- Genre: Sport
- Presented by: Sinéad Kissane Kieran McSweeney
- Country of origin: Ireland
- Original language: English
- No. of seasons: 1
- No. of episodes: 12

Production
- Camera setup: Multi-camera
- Running time: 30 minutes

Original release
- Network: 3e, TV3
- Release: 3 June 2011 – present

Related
- Championship Live

= The GAA Show =

The GAA Show is a Gaelic games-themed magazine television programme that has aired on 3e and TV3 since 2011. Presented by Sinéad Kissane and Kieran McSweeney, the programme covers the big stories in hurling and football during the championship season.

==History==
Since TV3 were granted the rights to show exclusive coverage of Gaelic Athletic Association (GAA) championship games in 2008, the station immediately increased its Gaelic games-based programming. Championship Live was TV3's chief programme in this regard as it carried live coverage of one or more of the day's big championship games. This was complemented by Championship Throw-In, a midweek Gaelic games programme initially presented by Matt Cooper which featured studio-based discussion and analysis about upcoming games. This programme eventually dropped the studio element and became a magazine-style programme. It aired for three series until 2010. In 2011 it was replaced by The GAA Show.

==Format==
The GAA Show usually features a preview of the big game of the weekend. Both presenters travel to rival camps and interview the respective managers and a key player.
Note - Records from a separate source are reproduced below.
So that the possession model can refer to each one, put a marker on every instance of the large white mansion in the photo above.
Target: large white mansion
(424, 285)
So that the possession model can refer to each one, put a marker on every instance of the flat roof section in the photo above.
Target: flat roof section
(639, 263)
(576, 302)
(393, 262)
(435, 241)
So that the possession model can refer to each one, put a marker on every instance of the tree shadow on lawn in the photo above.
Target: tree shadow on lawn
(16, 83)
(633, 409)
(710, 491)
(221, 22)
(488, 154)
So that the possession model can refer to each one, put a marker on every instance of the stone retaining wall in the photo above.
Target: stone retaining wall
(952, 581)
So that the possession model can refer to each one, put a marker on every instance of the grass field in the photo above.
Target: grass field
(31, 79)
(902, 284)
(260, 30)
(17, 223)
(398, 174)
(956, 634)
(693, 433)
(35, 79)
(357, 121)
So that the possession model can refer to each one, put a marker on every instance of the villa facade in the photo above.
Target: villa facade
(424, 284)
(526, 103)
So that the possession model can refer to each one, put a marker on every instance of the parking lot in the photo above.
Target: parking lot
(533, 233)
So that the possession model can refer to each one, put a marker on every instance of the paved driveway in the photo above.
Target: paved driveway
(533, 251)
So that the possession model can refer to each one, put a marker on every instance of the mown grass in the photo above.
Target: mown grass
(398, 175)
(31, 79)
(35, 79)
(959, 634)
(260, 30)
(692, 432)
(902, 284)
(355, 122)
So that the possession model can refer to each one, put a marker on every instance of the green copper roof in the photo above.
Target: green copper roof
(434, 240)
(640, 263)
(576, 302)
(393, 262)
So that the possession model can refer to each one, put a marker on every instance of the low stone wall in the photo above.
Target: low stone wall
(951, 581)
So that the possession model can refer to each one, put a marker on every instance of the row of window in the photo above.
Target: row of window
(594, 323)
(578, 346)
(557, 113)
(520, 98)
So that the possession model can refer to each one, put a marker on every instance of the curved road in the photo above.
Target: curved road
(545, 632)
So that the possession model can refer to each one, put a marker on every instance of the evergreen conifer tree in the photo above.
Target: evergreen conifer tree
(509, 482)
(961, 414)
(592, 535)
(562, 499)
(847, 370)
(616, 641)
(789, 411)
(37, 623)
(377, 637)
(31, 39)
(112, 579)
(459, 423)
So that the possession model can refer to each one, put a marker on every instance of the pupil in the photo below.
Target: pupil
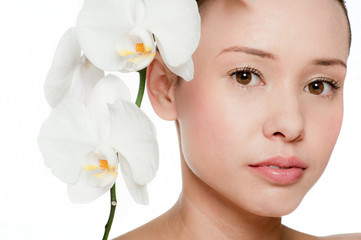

There are a number of other segments to the programme also. "Team Talk" highlights a particular player involved in the weekend's big match. " Video Vault" features clips from a previous encounter between the teams. "Minor Matters" looks at the weekend's action in the All-Ireland minor championships. "Panel Beaters" features pundits who give their predictions for the weekend's games.

==Broadcast==
The GAA Show is broadcast every Friday evening during the championship season at 6:30 p.m. on 3e. It is repeated at 11:00 p.m. that same night on TV3. A second repeat is shown on TV3 on Saturday mornings.